The Johnnies of Roscoff

In 1828, Henri Ollivier took onions to England from Roscoff, thereby founding a trade that flourished until the 1930s. The story of the “Johnnies” – that classic French image of men in black berets with strings of onions hanging over the handlebars of their bicycles – is told at La Maison des Johnnies et de l’Oignon Rosé de Roscoff, 48 rue Brizeux, near the gare SNCF.

Morlaix

Morlaix, one of the great old Breton ports, thrived on trade with England during the “Golden Period” of the late Middle Ages. Built up the slopes of a steep valley with sober stone houses, the town was originally protected by an eleventh-century castle and a circuit of walls. Little is left of either, but the centre remains in part medieval with its cobbled streets and half-timbered houses. The present grandeur comes from the pink-granite viaduct, carrying trains from Paris to Brest, that towers above the town centre.

Quimper

Capital of the ancient diocese, kingdom and later duchy of Cornouaille, Quimper is the oldest city in Brittany.

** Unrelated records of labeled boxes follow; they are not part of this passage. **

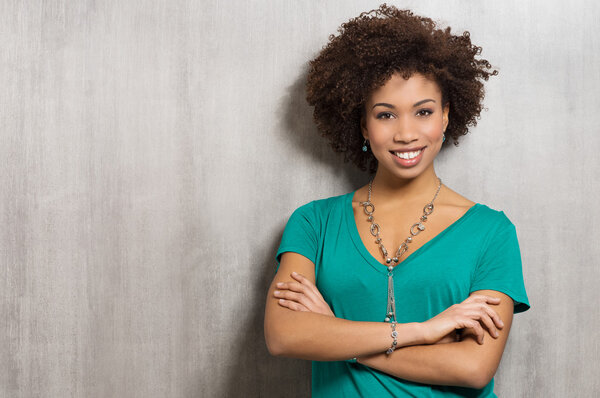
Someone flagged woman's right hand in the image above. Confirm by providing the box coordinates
[422,294,504,344]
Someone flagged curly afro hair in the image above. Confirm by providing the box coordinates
[306,4,498,173]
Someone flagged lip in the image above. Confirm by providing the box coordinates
[390,147,426,167]
[390,146,427,153]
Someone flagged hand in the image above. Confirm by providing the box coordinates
[423,295,504,344]
[274,272,335,317]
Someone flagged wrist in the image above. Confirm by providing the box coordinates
[414,322,431,345]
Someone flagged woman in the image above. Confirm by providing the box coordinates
[265,4,529,397]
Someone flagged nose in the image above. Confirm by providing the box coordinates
[394,117,419,143]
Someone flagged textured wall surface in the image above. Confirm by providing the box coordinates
[0,0,600,398]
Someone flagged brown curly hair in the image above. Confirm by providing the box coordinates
[306,4,498,173]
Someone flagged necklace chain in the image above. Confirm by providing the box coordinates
[360,178,442,323]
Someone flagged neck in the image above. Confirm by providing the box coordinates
[372,164,439,205]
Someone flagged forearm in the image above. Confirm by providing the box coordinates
[265,309,422,361]
[358,339,495,388]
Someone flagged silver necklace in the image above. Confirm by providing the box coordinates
[360,178,442,323]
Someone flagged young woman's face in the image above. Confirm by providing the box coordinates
[361,73,449,178]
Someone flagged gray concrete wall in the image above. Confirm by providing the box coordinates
[0,0,600,398]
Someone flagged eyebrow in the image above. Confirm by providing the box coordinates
[371,98,435,109]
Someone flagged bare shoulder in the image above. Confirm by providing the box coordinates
[438,185,476,217]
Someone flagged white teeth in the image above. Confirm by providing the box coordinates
[395,149,422,159]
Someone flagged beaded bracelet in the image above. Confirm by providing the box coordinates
[385,321,398,355]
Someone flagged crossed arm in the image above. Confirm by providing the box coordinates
[265,252,513,388]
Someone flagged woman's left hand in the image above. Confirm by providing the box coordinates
[274,272,335,317]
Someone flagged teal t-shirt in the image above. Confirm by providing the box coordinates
[276,192,529,398]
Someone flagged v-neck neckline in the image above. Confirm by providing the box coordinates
[344,191,483,275]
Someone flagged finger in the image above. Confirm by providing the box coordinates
[277,299,310,312]
[277,282,323,303]
[466,304,504,334]
[273,290,313,310]
[464,294,501,304]
[486,307,504,329]
[466,319,484,344]
[291,271,323,298]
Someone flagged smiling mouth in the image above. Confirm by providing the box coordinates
[390,147,425,160]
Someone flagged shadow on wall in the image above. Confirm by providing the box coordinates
[218,71,369,398]
[279,69,369,189]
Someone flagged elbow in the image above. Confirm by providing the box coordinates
[265,333,285,357]
[265,325,287,357]
[465,361,496,390]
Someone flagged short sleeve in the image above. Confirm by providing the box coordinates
[275,202,318,272]
[471,218,530,314]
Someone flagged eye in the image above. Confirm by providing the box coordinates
[376,112,394,119]
[417,109,433,116]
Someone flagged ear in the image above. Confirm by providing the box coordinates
[360,115,369,140]
[442,102,450,131]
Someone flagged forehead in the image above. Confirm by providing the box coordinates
[369,73,442,102]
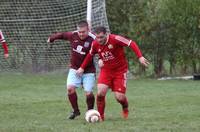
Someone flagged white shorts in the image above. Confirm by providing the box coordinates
[66,69,95,92]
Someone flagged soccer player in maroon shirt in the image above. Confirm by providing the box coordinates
[0,30,9,59]
[48,21,95,119]
[77,27,149,120]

Its first bishop, St Corentin, is said to have come with the first Bretons across the English Channel at some point between the fourth and seventh centuries.

Still “the charming little place” known to Flaubert, Quimper takes at most half an hour to cross on foot. Though relaxed, it’s active enough to have the bars and atmosphere to make it worth going out café-crawling. The word “kemper” denotes the junction of the two rivers, the Steir and the Odet, around which lie the cobbled streets (now mainly pedestrianized) of the medieval quarter. To the east of the Gothic cathedral, towering over place St-Corentin, ancient half-timbered buildings hold lively shops and cafés.

With no great pressure to rush around monuments or museums, the most enjoyable option may be to take a boat and drift down the Odet, “the prettiest river in France”, to the open sea at Bénodet. Overlooking all is tree-covered Mont Frugy; climb to its 87m peak for good views over the city.

The festivals of Quimper

Having begun in 1923, Quimper’s Festival de Cornouaille is still going from strength to strength. This great jamboree of Breton music, costumes, theatre and dance is held in the week before the last Sunday in July, attracting guest performers from the other Celtic countries and a scattering of other, sometimes highly unusual, ethnic-cultural ensembles. The whole thing culminates in an incredible Sunday parade through town. The official programme appears in July; pick up provisional details in advance from the tourist office or at festival-cornouaille.com.

Not so widely known are the Semaines Musicales, which follow in the first three weeks of August. Some events take place in the cathedral, others in the rather stuffy nineteenth-century theatre on boulevard Dupleix. The music is predominantly classical, favouring French composers.